Book Review: The Hive Detectives

I love bees. We should all know and love bees. Children, especially, should get to know them–they are indispensable. Honey and beeswax lip balm are the least of it. Bees pollinate flowers, and flowers contain the seeds that enable plants to reproduce. Plants that provide food such strawberries, blueberries, oranges, lemons, limes, cherries, cranberries, cantaloupes, carrots, cucumbers, broccoli, onions, avocados, almonds, and apples, to name  a few. Without bees, we wouldn’t have our super-soft cotton Onesies for our babies, or the cool cotton T-shirts we all love. Besides, bees are fascinating creatures. They are a “superorganism,” living in colonies of 50,000 female members. And bees can dance. (You go girls!)

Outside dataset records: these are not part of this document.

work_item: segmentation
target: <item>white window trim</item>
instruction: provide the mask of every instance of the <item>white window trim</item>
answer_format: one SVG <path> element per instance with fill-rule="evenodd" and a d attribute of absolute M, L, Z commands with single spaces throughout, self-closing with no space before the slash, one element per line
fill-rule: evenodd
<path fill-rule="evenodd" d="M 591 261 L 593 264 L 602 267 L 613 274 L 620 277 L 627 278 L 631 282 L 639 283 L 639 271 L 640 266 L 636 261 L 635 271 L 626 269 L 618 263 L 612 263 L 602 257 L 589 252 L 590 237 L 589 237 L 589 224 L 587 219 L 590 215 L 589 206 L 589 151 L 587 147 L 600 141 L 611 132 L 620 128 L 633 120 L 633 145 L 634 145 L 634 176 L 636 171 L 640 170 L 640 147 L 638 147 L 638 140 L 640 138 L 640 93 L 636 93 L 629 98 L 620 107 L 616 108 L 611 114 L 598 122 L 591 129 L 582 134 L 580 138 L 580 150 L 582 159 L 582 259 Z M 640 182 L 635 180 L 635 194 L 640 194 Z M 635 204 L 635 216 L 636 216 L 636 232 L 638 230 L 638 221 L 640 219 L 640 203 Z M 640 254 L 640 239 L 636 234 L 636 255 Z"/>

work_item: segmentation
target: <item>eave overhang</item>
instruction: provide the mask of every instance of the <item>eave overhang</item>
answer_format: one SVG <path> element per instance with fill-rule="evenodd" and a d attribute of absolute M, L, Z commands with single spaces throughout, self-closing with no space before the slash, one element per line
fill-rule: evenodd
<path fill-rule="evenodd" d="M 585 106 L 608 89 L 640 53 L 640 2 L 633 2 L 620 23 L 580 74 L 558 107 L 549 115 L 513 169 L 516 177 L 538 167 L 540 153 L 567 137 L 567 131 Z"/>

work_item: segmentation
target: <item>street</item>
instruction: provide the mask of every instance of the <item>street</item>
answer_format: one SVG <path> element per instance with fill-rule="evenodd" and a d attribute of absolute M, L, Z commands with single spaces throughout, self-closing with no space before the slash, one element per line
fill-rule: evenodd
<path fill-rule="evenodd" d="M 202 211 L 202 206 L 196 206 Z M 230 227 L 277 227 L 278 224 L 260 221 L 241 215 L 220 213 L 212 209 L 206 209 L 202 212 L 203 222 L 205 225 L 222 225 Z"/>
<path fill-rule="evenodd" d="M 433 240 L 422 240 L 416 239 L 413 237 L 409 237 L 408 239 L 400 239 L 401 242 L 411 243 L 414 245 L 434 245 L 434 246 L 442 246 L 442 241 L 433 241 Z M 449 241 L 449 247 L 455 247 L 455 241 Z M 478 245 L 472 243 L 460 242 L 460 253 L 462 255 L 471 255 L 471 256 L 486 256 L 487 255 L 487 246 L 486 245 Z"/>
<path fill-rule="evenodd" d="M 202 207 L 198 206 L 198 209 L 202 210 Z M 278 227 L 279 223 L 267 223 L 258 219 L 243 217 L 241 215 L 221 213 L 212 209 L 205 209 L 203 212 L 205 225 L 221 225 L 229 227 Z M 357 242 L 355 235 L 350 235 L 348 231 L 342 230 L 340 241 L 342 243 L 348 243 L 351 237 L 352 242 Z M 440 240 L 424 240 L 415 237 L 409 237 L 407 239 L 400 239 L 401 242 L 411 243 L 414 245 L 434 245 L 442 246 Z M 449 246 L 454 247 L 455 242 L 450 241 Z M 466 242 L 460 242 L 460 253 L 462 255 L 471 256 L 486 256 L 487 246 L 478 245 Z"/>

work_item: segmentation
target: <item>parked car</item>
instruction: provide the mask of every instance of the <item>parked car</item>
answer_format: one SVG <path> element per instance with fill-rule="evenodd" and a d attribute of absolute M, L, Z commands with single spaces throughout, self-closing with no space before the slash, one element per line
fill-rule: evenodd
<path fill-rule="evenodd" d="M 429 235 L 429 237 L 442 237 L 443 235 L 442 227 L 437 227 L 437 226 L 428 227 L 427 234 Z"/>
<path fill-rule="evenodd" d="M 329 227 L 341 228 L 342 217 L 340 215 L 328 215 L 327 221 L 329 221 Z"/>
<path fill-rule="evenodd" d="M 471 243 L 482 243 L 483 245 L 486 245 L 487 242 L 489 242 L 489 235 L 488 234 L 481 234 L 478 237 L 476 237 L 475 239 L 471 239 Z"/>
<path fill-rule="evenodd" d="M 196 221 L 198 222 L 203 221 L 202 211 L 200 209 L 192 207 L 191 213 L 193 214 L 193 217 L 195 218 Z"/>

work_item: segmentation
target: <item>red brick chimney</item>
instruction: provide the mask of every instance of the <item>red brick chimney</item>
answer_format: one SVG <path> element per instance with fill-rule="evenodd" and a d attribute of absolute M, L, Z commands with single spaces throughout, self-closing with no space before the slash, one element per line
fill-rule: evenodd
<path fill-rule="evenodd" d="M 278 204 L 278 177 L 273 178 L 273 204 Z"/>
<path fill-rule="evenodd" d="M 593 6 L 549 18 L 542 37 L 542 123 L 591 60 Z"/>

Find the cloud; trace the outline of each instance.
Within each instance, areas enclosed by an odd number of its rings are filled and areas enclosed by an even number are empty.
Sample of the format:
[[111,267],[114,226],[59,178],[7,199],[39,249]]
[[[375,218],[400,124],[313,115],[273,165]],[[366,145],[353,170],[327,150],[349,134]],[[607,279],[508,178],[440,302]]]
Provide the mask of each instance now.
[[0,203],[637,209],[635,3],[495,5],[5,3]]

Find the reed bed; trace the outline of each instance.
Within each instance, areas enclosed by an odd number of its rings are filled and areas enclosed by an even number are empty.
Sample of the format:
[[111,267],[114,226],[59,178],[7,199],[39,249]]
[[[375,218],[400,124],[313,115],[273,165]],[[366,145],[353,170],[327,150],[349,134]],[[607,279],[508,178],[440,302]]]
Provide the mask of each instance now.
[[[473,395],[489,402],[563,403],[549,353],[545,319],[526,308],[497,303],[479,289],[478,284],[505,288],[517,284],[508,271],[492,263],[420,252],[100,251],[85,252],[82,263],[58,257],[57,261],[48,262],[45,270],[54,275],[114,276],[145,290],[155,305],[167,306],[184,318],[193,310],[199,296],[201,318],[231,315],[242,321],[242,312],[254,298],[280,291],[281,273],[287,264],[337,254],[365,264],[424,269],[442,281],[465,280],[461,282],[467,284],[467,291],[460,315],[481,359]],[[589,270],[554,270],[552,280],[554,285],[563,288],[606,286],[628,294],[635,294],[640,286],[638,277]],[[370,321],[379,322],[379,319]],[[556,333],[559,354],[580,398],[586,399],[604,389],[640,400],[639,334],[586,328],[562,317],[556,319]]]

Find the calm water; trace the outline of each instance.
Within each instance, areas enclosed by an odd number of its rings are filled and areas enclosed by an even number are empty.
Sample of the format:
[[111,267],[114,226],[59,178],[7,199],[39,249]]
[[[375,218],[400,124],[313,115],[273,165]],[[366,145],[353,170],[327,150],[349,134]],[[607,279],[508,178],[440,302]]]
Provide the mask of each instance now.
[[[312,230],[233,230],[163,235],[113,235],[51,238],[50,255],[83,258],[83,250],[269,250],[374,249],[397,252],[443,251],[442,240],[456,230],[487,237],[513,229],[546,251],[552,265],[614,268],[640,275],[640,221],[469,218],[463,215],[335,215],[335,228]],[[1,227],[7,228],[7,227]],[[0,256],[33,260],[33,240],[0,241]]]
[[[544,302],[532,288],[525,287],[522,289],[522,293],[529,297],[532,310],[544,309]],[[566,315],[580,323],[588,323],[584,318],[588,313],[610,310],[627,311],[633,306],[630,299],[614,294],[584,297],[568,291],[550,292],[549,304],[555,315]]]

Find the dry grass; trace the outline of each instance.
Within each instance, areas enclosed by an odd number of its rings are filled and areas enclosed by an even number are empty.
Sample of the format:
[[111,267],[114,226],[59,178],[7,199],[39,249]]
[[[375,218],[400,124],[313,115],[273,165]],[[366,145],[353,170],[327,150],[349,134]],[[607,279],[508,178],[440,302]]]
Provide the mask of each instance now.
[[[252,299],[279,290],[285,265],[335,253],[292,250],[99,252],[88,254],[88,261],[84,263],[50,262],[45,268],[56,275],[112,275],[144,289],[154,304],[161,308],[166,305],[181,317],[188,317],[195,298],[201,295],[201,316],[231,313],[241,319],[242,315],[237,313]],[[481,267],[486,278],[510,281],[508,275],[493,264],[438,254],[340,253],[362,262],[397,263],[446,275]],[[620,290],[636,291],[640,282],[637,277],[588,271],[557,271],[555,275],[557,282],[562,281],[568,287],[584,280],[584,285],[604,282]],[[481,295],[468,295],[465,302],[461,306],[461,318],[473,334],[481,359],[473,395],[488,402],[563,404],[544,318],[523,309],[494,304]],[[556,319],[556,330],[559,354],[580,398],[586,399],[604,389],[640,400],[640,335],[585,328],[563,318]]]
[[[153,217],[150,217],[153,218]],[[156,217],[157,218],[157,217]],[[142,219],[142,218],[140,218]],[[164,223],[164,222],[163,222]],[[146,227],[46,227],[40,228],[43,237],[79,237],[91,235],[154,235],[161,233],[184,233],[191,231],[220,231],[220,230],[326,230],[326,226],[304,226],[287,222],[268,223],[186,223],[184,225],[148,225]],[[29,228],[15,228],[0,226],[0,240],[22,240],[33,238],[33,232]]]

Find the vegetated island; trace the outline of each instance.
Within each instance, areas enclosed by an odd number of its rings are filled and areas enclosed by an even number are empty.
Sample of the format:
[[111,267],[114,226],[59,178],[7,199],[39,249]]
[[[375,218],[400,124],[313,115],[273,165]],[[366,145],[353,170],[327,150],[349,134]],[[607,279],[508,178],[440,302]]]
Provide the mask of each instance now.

Photo by Loree Griffin Burns

 

I love The Hive Detectives because it’s multidimensional. It is not just the dramatic story of scientists searching for the cause of Colony Collapse Disorder (CCD), the mysterious affliction that is wiping out honeybees worldwide. It’s also the hopeful story of hobbyist beekeeper who refers to honey as “liquid gold.” Now, I want to be a beekeeper.

 

"The biggest thing about bees is not honey. It's that your food supply depends on them," says Dave Hackenberg, the commercial beekeeper who first reported CCD. (Photo by Ellen Harasimowicz)

 

Author Loree Griffin Burns makes us care about bees and the people who who care for them. Not only a great read, the book is beautifully photographed (by Ellen Harasimowicz) and designed (it is part of the excellent Houghton-Mifflin series, Scientists in the Field).